Strong spoke at a news conference where a study of so-called sub-prime lenders -- companies that make high-interest loans to people with flawed credit -- was released by the Association of Community Organizations for Reform Now (ACORN).

The ACORN study of lending in 22 cities accused the sub-prime industry -- which finances the property flips in Baltimore and other cities -- of preying on poor blacks.

"A new breed of lenders is aggressively marketing high-cost loans," the study said. "Too often, instead of helping homeowners build equity, these lenders, with high rates and fees, and sometimes outright fraud, are stripping families and communities of the equity they have in their homes."

Among other things, ACORN complained of fees that mortgage brokers receive for steering borrowers into loans at higher interest rates than they they could otherwise get.

The study dealt mainly with home improvement and refinancing loans but included first mortgages used to buy houses. It was based on data that lenders report to the federal government and focused on the top 10 sub-prime lenders in each of the cities.

"A disproportionate number of sub-prime loans are made to minorities, particularly African-Americans, and to lower-income and minority neighborhoods in Baltimore," the study said.

It said the top 10 sub-prime lenders here made nearly 52 percent of their loans in the metropolitan area to low- and moderate-income borrowers last year. For all other lenders, it said, the figure was 20 percent.

Blacks received 26 percent of the loans made by the 10 firms; all other lenders made 10.7 percent of their loans to black borrowers, the study said.

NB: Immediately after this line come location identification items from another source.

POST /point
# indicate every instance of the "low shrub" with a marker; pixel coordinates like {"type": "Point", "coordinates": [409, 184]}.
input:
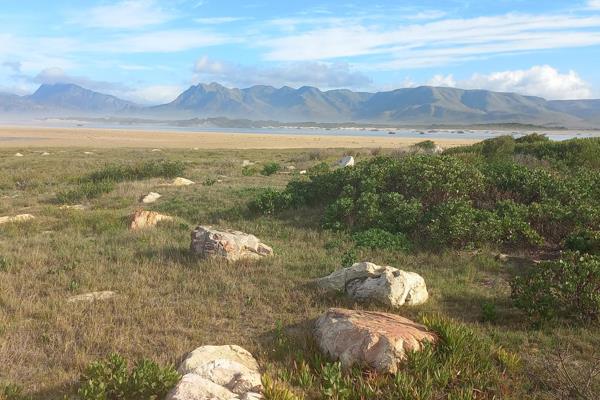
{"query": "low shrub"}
{"type": "Point", "coordinates": [270, 168]}
{"type": "Point", "coordinates": [112, 379]}
{"type": "Point", "coordinates": [567, 288]}
{"type": "Point", "coordinates": [379, 239]}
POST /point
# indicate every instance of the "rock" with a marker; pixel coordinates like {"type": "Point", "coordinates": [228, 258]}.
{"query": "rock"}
{"type": "Point", "coordinates": [145, 219]}
{"type": "Point", "coordinates": [347, 161]}
{"type": "Point", "coordinates": [229, 244]}
{"type": "Point", "coordinates": [93, 296]}
{"type": "Point", "coordinates": [16, 218]}
{"type": "Point", "coordinates": [375, 339]}
{"type": "Point", "coordinates": [385, 284]}
{"type": "Point", "coordinates": [218, 372]}
{"type": "Point", "coordinates": [182, 182]}
{"type": "Point", "coordinates": [77, 207]}
{"type": "Point", "coordinates": [151, 197]}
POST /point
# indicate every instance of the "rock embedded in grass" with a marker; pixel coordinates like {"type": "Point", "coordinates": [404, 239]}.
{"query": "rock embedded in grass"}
{"type": "Point", "coordinates": [377, 340]}
{"type": "Point", "coordinates": [182, 182]}
{"type": "Point", "coordinates": [388, 285]}
{"type": "Point", "coordinates": [151, 197]}
{"type": "Point", "coordinates": [16, 218]}
{"type": "Point", "coordinates": [146, 219]}
{"type": "Point", "coordinates": [92, 296]}
{"type": "Point", "coordinates": [229, 244]}
{"type": "Point", "coordinates": [218, 372]}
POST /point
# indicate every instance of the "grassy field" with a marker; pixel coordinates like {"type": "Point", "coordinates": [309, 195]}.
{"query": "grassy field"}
{"type": "Point", "coordinates": [169, 302]}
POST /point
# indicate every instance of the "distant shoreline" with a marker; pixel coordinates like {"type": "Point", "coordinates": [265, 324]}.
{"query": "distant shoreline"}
{"type": "Point", "coordinates": [16, 137]}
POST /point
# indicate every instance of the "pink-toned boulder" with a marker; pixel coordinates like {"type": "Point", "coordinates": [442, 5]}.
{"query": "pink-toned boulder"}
{"type": "Point", "coordinates": [147, 219]}
{"type": "Point", "coordinates": [231, 245]}
{"type": "Point", "coordinates": [375, 339]}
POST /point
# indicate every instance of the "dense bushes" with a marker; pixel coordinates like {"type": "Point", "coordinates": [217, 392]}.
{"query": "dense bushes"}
{"type": "Point", "coordinates": [104, 180]}
{"type": "Point", "coordinates": [444, 200]}
{"type": "Point", "coordinates": [569, 287]}
{"type": "Point", "coordinates": [111, 379]}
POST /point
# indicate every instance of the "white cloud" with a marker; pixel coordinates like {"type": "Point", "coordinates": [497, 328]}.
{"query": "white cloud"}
{"type": "Point", "coordinates": [540, 80]}
{"type": "Point", "coordinates": [126, 14]}
{"type": "Point", "coordinates": [433, 43]}
{"type": "Point", "coordinates": [155, 94]}
{"type": "Point", "coordinates": [593, 4]}
{"type": "Point", "coordinates": [322, 75]}
{"type": "Point", "coordinates": [442, 80]}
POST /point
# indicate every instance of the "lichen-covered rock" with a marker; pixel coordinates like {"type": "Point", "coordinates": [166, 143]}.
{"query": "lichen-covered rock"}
{"type": "Point", "coordinates": [388, 285]}
{"type": "Point", "coordinates": [146, 219]}
{"type": "Point", "coordinates": [375, 339]}
{"type": "Point", "coordinates": [91, 297]}
{"type": "Point", "coordinates": [229, 244]}
{"type": "Point", "coordinates": [223, 372]}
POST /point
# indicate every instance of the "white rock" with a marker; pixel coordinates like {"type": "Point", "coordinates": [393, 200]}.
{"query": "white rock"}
{"type": "Point", "coordinates": [182, 182]}
{"type": "Point", "coordinates": [93, 296]}
{"type": "Point", "coordinates": [388, 285]}
{"type": "Point", "coordinates": [377, 340]}
{"type": "Point", "coordinates": [16, 218]}
{"type": "Point", "coordinates": [347, 161]}
{"type": "Point", "coordinates": [151, 197]}
{"type": "Point", "coordinates": [229, 244]}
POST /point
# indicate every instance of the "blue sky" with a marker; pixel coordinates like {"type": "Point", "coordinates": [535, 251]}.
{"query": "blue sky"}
{"type": "Point", "coordinates": [150, 50]}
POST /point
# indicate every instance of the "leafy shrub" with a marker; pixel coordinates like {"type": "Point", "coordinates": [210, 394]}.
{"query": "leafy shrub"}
{"type": "Point", "coordinates": [111, 379]}
{"type": "Point", "coordinates": [585, 240]}
{"type": "Point", "coordinates": [447, 200]}
{"type": "Point", "coordinates": [379, 239]}
{"type": "Point", "coordinates": [569, 287]}
{"type": "Point", "coordinates": [270, 168]}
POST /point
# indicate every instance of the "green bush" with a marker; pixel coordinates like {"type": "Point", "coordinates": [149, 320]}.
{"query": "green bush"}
{"type": "Point", "coordinates": [568, 288]}
{"type": "Point", "coordinates": [111, 379]}
{"type": "Point", "coordinates": [379, 239]}
{"type": "Point", "coordinates": [270, 168]}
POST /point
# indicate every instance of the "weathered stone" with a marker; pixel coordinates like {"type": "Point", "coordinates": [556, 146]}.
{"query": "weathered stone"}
{"type": "Point", "coordinates": [229, 244]}
{"type": "Point", "coordinates": [377, 340]}
{"type": "Point", "coordinates": [93, 296]}
{"type": "Point", "coordinates": [182, 182]}
{"type": "Point", "coordinates": [151, 197]}
{"type": "Point", "coordinates": [16, 218]}
{"type": "Point", "coordinates": [218, 372]}
{"type": "Point", "coordinates": [385, 284]}
{"type": "Point", "coordinates": [347, 161]}
{"type": "Point", "coordinates": [146, 219]}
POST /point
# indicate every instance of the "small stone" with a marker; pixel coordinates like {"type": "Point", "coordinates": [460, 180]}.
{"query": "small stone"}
{"type": "Point", "coordinates": [16, 218]}
{"type": "Point", "coordinates": [93, 296]}
{"type": "Point", "coordinates": [147, 219]}
{"type": "Point", "coordinates": [182, 182]}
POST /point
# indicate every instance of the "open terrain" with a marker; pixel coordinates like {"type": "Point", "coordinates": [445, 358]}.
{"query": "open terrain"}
{"type": "Point", "coordinates": [169, 302]}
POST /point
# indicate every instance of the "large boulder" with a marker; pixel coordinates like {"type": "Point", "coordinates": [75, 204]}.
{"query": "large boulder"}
{"type": "Point", "coordinates": [218, 372]}
{"type": "Point", "coordinates": [388, 285]}
{"type": "Point", "coordinates": [231, 245]}
{"type": "Point", "coordinates": [147, 219]}
{"type": "Point", "coordinates": [375, 339]}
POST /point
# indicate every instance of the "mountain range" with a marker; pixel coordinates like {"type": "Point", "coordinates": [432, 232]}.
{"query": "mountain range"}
{"type": "Point", "coordinates": [419, 105]}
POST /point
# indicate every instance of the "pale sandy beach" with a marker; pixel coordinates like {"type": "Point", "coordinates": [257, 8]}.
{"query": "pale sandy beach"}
{"type": "Point", "coordinates": [39, 137]}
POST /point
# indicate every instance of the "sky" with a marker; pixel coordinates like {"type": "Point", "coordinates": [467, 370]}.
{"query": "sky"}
{"type": "Point", "coordinates": [149, 51]}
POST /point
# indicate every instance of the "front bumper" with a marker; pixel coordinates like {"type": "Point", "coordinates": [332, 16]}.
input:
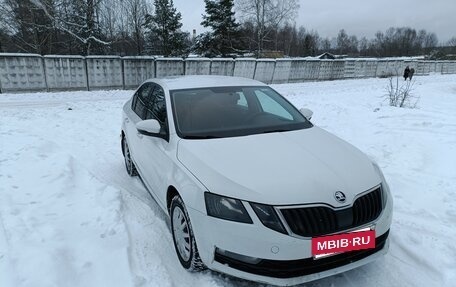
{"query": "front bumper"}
{"type": "Point", "coordinates": [282, 259]}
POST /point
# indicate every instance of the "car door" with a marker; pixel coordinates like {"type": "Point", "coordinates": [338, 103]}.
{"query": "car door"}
{"type": "Point", "coordinates": [139, 102]}
{"type": "Point", "coordinates": [154, 159]}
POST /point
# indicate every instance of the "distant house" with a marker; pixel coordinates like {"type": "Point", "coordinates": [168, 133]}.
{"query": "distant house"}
{"type": "Point", "coordinates": [326, 56]}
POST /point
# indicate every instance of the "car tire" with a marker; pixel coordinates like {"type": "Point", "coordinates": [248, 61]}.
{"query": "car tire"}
{"type": "Point", "coordinates": [183, 238]}
{"type": "Point", "coordinates": [129, 164]}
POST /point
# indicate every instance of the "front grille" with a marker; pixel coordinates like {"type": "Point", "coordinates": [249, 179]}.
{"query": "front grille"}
{"type": "Point", "coordinates": [301, 267]}
{"type": "Point", "coordinates": [321, 220]}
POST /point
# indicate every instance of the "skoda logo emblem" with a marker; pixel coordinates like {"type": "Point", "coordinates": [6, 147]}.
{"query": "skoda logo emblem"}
{"type": "Point", "coordinates": [340, 196]}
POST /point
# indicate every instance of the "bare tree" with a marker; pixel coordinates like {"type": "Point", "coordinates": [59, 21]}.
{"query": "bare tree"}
{"type": "Point", "coordinates": [137, 11]}
{"type": "Point", "coordinates": [267, 14]}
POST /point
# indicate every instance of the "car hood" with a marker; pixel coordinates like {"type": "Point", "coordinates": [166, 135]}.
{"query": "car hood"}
{"type": "Point", "coordinates": [295, 167]}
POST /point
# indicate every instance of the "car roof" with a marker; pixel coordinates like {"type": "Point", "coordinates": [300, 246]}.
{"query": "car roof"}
{"type": "Point", "coordinates": [197, 81]}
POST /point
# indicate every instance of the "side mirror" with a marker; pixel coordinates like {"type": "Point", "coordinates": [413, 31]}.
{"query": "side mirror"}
{"type": "Point", "coordinates": [149, 127]}
{"type": "Point", "coordinates": [306, 113]}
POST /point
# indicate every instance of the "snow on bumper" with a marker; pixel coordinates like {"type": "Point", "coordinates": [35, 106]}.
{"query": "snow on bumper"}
{"type": "Point", "coordinates": [236, 249]}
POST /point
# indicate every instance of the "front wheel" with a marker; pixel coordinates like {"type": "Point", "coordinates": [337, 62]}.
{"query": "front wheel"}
{"type": "Point", "coordinates": [184, 240]}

ACORN held its news conference -- and a demonstration -- outside the Light Street offices of the Maryland Association of Mortgage Brokers. The site was picked, said ACORN organizer Mitchell Klein, because the association says on its Web site that "mortgage brokers have pioneered the 'sub-prime' credit market, using innovative loan packages to allow low- to moderate-income borrowers with less than perfect credit to start enjoying the benefits of home-ownership."

Tom Shaner, executive director of the brokers association, said the lobbying group has no power to force lenders to change their practices.

"He needs to deal with the commissioner of financial regulation," Shaner said. "We realize people are doing things wrong. We support the licensing of loan officers."

Several borrowers at the news conference complained about their loans.

Cecelia Banks said that when she bought her house on North Curley Street in 1997, "I thought I was realizing my dream, that ev- erybody has a right to be a homeowner. I did not believe that I was going to get swindled."

She said she has a $53,300 loan on a house that an appraiser has told her is worth $35,000.

"I'd like very much to find ways to right the wrongs and help those who have been taken advantage of," Curran said. "If you've got a $30,000 house and a $50,000 mortgage, something is wrong."